Memorial Day

It’s 1959, and I’m standing on a sidewalk
in Pleasantville, New York
holding a miniature American flag in my hand.
It’s really hot in the sun,
but I stand at attention like a good soldier
watching for dad to smile and wave as he passes by
in this home of the free, this land of the brave.

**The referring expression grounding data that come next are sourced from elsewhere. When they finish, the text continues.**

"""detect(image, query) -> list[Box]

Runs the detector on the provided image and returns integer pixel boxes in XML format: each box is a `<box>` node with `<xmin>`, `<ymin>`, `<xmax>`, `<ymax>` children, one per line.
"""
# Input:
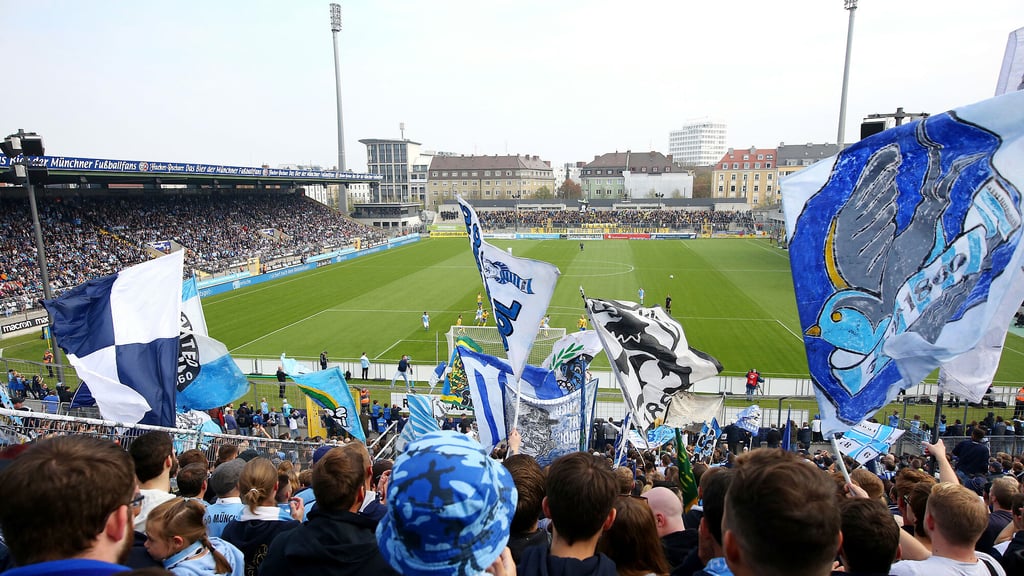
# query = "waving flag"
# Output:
<box><xmin>441</xmin><ymin>335</ymin><xmax>482</xmax><ymax>409</ymax></box>
<box><xmin>834</xmin><ymin>420</ymin><xmax>905</xmax><ymax>465</ymax></box>
<box><xmin>585</xmin><ymin>297</ymin><xmax>722</xmax><ymax>431</ymax></box>
<box><xmin>176</xmin><ymin>278</ymin><xmax>249</xmax><ymax>410</ymax></box>
<box><xmin>459</xmin><ymin>345</ymin><xmax>597</xmax><ymax>462</ymax></box>
<box><xmin>784</xmin><ymin>92</ymin><xmax>1024</xmax><ymax>435</ymax></box>
<box><xmin>503</xmin><ymin>378</ymin><xmax>599</xmax><ymax>467</ymax></box>
<box><xmin>675</xmin><ymin>428</ymin><xmax>699</xmax><ymax>512</ymax></box>
<box><xmin>458</xmin><ymin>346</ymin><xmax>565</xmax><ymax>401</ymax></box>
<box><xmin>458</xmin><ymin>196</ymin><xmax>561</xmax><ymax>382</ymax></box>
<box><xmin>283</xmin><ymin>363</ymin><xmax>364</xmax><ymax>442</ymax></box>
<box><xmin>693</xmin><ymin>418</ymin><xmax>722</xmax><ymax>462</ymax></box>
<box><xmin>542</xmin><ymin>330</ymin><xmax>603</xmax><ymax>394</ymax></box>
<box><xmin>427</xmin><ymin>362</ymin><xmax>447</xmax><ymax>391</ymax></box>
<box><xmin>735</xmin><ymin>405</ymin><xmax>762</xmax><ymax>435</ymax></box>
<box><xmin>663</xmin><ymin>391</ymin><xmax>725</xmax><ymax>430</ymax></box>
<box><xmin>44</xmin><ymin>251</ymin><xmax>184</xmax><ymax>426</ymax></box>
<box><xmin>398</xmin><ymin>394</ymin><xmax>441</xmax><ymax>448</ymax></box>
<box><xmin>280</xmin><ymin>353</ymin><xmax>310</xmax><ymax>376</ymax></box>
<box><xmin>781</xmin><ymin>407</ymin><xmax>793</xmax><ymax>452</ymax></box>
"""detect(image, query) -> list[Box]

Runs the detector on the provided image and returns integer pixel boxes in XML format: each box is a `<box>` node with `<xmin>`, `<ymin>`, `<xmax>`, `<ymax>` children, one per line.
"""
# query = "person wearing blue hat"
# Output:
<box><xmin>376</xmin><ymin>430</ymin><xmax>518</xmax><ymax>576</ymax></box>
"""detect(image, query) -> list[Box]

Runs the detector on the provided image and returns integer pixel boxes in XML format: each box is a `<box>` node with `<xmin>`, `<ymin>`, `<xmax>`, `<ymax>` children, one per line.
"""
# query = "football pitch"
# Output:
<box><xmin>198</xmin><ymin>236</ymin><xmax>1024</xmax><ymax>385</ymax></box>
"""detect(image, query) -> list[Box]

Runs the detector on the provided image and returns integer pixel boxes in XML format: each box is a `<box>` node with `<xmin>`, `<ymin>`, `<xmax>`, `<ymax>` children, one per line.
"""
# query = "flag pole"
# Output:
<box><xmin>830</xmin><ymin>434</ymin><xmax>852</xmax><ymax>485</ymax></box>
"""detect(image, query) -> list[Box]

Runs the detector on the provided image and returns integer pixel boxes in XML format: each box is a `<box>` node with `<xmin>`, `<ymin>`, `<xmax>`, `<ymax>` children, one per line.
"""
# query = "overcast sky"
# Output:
<box><xmin>3</xmin><ymin>1</ymin><xmax>1021</xmax><ymax>171</ymax></box>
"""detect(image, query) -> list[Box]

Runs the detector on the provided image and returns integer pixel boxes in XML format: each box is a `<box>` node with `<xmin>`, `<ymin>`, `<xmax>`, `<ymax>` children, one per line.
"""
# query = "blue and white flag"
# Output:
<box><xmin>781</xmin><ymin>407</ymin><xmax>793</xmax><ymax>452</ymax></box>
<box><xmin>834</xmin><ymin>420</ymin><xmax>905</xmax><ymax>465</ymax></box>
<box><xmin>694</xmin><ymin>418</ymin><xmax>722</xmax><ymax>462</ymax></box>
<box><xmin>645</xmin><ymin>425</ymin><xmax>677</xmax><ymax>449</ymax></box>
<box><xmin>502</xmin><ymin>378</ymin><xmax>599</xmax><ymax>467</ymax></box>
<box><xmin>585</xmin><ymin>297</ymin><xmax>723</xmax><ymax>432</ymax></box>
<box><xmin>458</xmin><ymin>196</ymin><xmax>561</xmax><ymax>382</ymax></box>
<box><xmin>44</xmin><ymin>251</ymin><xmax>184</xmax><ymax>426</ymax></box>
<box><xmin>280</xmin><ymin>353</ymin><xmax>310</xmax><ymax>376</ymax></box>
<box><xmin>176</xmin><ymin>278</ymin><xmax>249</xmax><ymax>410</ymax></box>
<box><xmin>458</xmin><ymin>346</ymin><xmax>565</xmax><ymax>400</ymax></box>
<box><xmin>735</xmin><ymin>405</ymin><xmax>761</xmax><ymax>436</ymax></box>
<box><xmin>428</xmin><ymin>362</ymin><xmax>447</xmax><ymax>390</ymax></box>
<box><xmin>181</xmin><ymin>276</ymin><xmax>207</xmax><ymax>336</ymax></box>
<box><xmin>459</xmin><ymin>345</ymin><xmax>597</xmax><ymax>462</ymax></box>
<box><xmin>542</xmin><ymin>330</ymin><xmax>603</xmax><ymax>394</ymax></box>
<box><xmin>283</xmin><ymin>363</ymin><xmax>364</xmax><ymax>442</ymax></box>
<box><xmin>783</xmin><ymin>91</ymin><xmax>1024</xmax><ymax>435</ymax></box>
<box><xmin>399</xmin><ymin>394</ymin><xmax>442</xmax><ymax>449</ymax></box>
<box><xmin>614</xmin><ymin>413</ymin><xmax>632</xmax><ymax>466</ymax></box>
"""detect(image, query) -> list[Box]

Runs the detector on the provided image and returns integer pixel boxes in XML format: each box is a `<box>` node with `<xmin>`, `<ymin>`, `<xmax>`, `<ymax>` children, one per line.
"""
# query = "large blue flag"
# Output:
<box><xmin>781</xmin><ymin>407</ymin><xmax>792</xmax><ymax>452</ymax></box>
<box><xmin>44</xmin><ymin>251</ymin><xmax>184</xmax><ymax>426</ymax></box>
<box><xmin>783</xmin><ymin>91</ymin><xmax>1024</xmax><ymax>434</ymax></box>
<box><xmin>284</xmin><ymin>364</ymin><xmax>364</xmax><ymax>442</ymax></box>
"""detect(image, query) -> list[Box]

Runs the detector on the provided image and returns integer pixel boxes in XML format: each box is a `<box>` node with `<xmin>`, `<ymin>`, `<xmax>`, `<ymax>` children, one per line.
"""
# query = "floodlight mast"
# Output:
<box><xmin>330</xmin><ymin>3</ymin><xmax>347</xmax><ymax>210</ymax></box>
<box><xmin>1</xmin><ymin>130</ymin><xmax>63</xmax><ymax>381</ymax></box>
<box><xmin>836</xmin><ymin>0</ymin><xmax>858</xmax><ymax>147</ymax></box>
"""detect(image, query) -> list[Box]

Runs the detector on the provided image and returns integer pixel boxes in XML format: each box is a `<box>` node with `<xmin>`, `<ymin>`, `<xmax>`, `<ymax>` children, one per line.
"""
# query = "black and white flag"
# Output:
<box><xmin>585</xmin><ymin>298</ymin><xmax>722</xmax><ymax>431</ymax></box>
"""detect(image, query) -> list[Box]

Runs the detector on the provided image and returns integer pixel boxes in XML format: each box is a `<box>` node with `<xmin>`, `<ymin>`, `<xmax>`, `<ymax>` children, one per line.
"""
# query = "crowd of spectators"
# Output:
<box><xmin>0</xmin><ymin>193</ymin><xmax>389</xmax><ymax>311</ymax></box>
<box><xmin>451</xmin><ymin>208</ymin><xmax>757</xmax><ymax>232</ymax></box>
<box><xmin>5</xmin><ymin>403</ymin><xmax>1024</xmax><ymax>575</ymax></box>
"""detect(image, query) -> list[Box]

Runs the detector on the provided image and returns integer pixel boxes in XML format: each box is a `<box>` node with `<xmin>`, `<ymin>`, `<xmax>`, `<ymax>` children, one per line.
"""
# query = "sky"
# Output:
<box><xmin>3</xmin><ymin>0</ymin><xmax>1022</xmax><ymax>172</ymax></box>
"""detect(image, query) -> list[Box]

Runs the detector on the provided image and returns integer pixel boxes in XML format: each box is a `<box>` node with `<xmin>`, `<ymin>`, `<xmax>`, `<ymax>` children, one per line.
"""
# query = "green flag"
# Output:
<box><xmin>675</xmin><ymin>428</ymin><xmax>699</xmax><ymax>512</ymax></box>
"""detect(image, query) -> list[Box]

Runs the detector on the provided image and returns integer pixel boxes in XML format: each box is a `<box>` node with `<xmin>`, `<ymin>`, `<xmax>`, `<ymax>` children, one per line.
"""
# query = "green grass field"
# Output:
<box><xmin>3</xmin><ymin>236</ymin><xmax>1023</xmax><ymax>424</ymax></box>
<box><xmin>5</xmin><ymin>237</ymin><xmax>1023</xmax><ymax>382</ymax></box>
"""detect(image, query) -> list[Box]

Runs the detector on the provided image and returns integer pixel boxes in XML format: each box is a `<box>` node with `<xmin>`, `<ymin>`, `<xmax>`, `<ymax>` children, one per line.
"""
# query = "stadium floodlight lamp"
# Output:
<box><xmin>1</xmin><ymin>130</ymin><xmax>45</xmax><ymax>158</ymax></box>
<box><xmin>329</xmin><ymin>3</ymin><xmax>342</xmax><ymax>32</ymax></box>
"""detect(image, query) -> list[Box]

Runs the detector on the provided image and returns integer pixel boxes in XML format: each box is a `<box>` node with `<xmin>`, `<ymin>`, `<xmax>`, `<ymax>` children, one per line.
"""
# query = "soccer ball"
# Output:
<box><xmin>669</xmin><ymin>274</ymin><xmax>674</xmax><ymax>279</ymax></box>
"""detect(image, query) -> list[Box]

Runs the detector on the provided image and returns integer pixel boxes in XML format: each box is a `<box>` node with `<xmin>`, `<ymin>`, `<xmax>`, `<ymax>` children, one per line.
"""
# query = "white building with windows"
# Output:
<box><xmin>668</xmin><ymin>119</ymin><xmax>728</xmax><ymax>167</ymax></box>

Dad’s with the village war veterans marching to the beat
of the fire department band sweeping down the street;
the horns blare, the drums pound, the cymbals crash,
and my consciousness cracks like shattered glass.
The band’s overtaken by soaring boys on bikes.
They’ve woven red white and blue crepe paper
into the spokes of their
spinning wheels
the tiny fluttering flags on their handle bars
make them look like fantastic
flying sparklers.
It’s so damn dazzling I have to look away,
down at my feet, and I’m starting to sway
from the concrete glare in my eyes;
I squint and I swoon and look up at the sky
where the light on the leaves of the sugar maple trees
reflects off the chrome of the cars on the street.
I’m breathless, I’m dizzy, I’m overdone.
The one thing I know, this isn’t fun.
“Don’t you ever let that flag touch the ground!”
Snaps a grouchy old man, twisting my arm up so it hurts.
Disapproving spectators stare;
I feel their looks in the depths of my soul.
What else could a ten year old boy do but slink away
and chuck that fuckin’ flag over the first privet hedge?
It was there and then that I knew that being
a good citizen was too much responsibility
for anyone as weak and as young as me.
To this day my favorite part of the Memorial Day Parade
is the sound of the street cleaner
pushing the dead flakes of confetti
into his pan and pouring them
with a funereal swoosh into his pail.